Treament stages for a Dental Implant
Common questions about Dental Implants
Dental implants produce more predictable long term results than any other form of dental restoration. Dental implant treatment is often very predictable and indeed successful, and every effort is made to ensure the treatment is performed to a very high clinical and technical standard. However, similar to prosthetic implants elsewhere in the body, it is not possible to provide an absolute guarantee regarding life span.
Important factors such as the biting forces, oral hygiene, smoking and lifestyle habits, overall general health changes, regular maintenance and assessment are crucial in ensuring long term success.
The prostheses that are supported by the implants will require maintenance and regular assessment, and perhaps even adjustments due to normal wear and tear. Similar to regular crowns, fillings and bridges, regular replacement and repair may be needed. This may involve porcelain fractures, screw loosening, or other issues that are often focused around the prosthesis rather than the implant itself. 15
Very occasionally, an implant may fail to integrate. In these instances, it can be removed and following a sufficient healing period, can be replaced at no further cost.
Implant surgery is often a minor procedure and most patients would say it is less painful than an extraction. It is advisable to avoid significant social engagements for 5 days post operatively as some minor swelling and bruising can occur.

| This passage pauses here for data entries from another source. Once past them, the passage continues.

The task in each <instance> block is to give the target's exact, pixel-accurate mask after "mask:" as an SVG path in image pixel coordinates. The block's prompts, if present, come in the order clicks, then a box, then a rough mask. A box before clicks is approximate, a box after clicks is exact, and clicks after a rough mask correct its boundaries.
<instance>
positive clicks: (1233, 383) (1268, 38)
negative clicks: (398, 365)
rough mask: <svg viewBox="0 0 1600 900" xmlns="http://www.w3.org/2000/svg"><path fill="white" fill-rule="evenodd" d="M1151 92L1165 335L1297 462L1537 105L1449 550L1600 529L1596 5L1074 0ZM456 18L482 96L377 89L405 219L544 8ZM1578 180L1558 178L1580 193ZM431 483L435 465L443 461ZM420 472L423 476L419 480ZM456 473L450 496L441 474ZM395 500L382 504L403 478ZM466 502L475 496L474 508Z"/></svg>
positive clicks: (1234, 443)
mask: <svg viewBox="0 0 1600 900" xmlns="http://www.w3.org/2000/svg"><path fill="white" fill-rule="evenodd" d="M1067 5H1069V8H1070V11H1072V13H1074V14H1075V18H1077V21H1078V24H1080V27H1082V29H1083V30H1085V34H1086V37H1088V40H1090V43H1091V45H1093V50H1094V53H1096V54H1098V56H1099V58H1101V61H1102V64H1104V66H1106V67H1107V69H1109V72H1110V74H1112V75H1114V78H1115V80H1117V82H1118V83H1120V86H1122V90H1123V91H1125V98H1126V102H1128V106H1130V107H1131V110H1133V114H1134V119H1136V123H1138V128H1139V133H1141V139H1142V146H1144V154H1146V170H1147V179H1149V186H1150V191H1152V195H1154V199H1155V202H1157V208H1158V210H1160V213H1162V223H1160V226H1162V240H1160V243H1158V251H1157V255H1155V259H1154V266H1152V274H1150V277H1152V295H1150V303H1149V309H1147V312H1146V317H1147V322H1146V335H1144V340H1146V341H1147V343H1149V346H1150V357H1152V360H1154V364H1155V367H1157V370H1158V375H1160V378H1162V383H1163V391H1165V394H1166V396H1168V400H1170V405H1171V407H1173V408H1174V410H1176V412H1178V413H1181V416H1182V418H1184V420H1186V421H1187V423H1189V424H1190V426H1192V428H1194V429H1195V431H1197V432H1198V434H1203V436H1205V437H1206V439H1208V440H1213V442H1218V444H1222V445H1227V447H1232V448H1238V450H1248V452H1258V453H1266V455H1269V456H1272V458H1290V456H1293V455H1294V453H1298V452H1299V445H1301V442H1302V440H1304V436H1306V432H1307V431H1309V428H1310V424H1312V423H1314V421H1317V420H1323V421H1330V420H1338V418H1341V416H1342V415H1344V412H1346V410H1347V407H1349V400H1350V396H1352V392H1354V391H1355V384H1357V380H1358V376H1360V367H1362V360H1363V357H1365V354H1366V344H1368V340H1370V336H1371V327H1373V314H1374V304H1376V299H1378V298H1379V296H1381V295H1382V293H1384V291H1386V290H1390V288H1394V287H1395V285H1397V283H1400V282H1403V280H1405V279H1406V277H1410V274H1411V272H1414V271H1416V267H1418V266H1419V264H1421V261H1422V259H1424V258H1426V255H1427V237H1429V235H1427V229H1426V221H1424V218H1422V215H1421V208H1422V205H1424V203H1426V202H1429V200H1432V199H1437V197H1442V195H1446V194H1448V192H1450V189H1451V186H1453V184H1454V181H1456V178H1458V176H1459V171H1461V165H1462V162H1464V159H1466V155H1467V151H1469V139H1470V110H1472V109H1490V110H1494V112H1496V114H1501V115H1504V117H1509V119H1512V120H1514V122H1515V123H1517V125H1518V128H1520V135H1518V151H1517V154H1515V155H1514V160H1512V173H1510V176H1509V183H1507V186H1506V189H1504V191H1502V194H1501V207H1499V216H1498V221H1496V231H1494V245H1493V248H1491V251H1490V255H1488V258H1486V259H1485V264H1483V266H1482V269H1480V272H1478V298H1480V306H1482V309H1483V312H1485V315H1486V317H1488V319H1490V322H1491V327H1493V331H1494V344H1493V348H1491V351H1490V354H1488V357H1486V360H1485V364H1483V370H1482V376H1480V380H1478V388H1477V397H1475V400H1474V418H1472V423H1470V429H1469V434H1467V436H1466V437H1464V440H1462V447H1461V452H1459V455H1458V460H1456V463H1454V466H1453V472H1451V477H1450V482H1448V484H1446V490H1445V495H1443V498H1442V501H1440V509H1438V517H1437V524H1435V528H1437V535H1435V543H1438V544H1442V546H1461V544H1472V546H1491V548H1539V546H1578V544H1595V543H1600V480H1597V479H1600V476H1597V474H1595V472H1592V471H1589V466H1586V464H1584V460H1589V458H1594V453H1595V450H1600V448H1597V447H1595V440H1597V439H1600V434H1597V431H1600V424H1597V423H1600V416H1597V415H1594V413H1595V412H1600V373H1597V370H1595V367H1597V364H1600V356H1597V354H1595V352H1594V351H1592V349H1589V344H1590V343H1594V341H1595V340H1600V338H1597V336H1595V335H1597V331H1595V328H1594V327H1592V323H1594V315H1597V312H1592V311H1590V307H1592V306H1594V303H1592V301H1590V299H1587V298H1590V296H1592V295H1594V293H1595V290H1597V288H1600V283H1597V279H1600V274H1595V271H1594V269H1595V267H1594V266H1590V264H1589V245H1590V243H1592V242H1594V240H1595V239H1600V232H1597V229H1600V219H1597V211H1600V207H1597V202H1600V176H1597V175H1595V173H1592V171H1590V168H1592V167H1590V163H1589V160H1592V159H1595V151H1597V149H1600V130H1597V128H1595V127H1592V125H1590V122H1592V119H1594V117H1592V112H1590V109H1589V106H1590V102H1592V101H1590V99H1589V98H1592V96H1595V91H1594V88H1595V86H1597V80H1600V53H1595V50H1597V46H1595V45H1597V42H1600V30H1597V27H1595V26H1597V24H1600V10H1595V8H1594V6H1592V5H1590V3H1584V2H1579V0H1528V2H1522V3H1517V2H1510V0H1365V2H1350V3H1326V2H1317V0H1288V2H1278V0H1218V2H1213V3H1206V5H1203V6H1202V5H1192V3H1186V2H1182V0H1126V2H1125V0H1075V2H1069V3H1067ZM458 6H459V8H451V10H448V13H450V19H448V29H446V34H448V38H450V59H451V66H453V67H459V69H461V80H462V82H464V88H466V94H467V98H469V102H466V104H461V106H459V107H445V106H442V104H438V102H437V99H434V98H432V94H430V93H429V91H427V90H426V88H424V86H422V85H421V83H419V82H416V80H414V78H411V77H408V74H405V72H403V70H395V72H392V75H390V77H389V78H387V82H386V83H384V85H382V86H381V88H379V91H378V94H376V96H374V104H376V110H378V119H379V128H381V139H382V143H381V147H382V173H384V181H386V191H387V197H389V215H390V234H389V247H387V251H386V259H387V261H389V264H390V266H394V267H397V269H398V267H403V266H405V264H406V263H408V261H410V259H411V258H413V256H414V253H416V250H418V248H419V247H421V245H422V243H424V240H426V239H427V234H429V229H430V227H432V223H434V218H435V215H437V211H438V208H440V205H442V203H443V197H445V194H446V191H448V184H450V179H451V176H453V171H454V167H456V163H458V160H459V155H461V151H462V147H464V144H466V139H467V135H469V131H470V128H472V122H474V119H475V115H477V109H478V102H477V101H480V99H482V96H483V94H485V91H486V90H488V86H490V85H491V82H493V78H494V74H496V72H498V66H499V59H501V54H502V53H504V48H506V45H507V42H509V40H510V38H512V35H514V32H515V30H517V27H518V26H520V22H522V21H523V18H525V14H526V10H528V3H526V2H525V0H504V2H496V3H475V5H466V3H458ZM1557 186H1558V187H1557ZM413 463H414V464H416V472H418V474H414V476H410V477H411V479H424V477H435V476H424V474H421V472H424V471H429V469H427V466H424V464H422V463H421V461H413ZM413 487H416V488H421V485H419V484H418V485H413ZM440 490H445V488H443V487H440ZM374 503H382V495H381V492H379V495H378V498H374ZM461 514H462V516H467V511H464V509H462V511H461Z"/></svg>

Often simple pain killers are required for a few days after the procedure. Antibiotics may also be prescribed along with stronger painkillers if needed.
In addition some patients are understandably apprehensive therefore may choose to have the 1st stage (implant placement) carried out under sedation. This can be arranged on request.
Implants may seem expensive initially, but in the long term they are more cost effective without damaging the adjacent teeth.
Implants are placed by surgeons who have undergone a long specialist post-graduate training.
It is normally necessary to construct some form of temporary teeth. These maybe temporary crowns/ bridges/ dentures. . It may be that your temporary restoration will need adjustments during the healing phase.
If there is insufficient width or height of jaw bone for implant placement, additional bone may need to be added. Bone can be taken from elsewhere on your body e.g. back of lower jaw, or special bone replacement materials derived from human cadavers, or porcine or bovine bone can often be used to build bone back up. The extent to which a graft may be needed is something that is investigated during the assessment phase. The size of that graft required will determine the amount and type of graft that will be used. X-rays can be used to indicate available bone levels. Cone Beam Computed Tomography scans (CBCT Scans) are also used and are highly accurate in highlighting bone levels as well as relevant anatomical structures that need avoiding. There is usually a period of 4-6 months delay for mature bone to form, before implants are placed.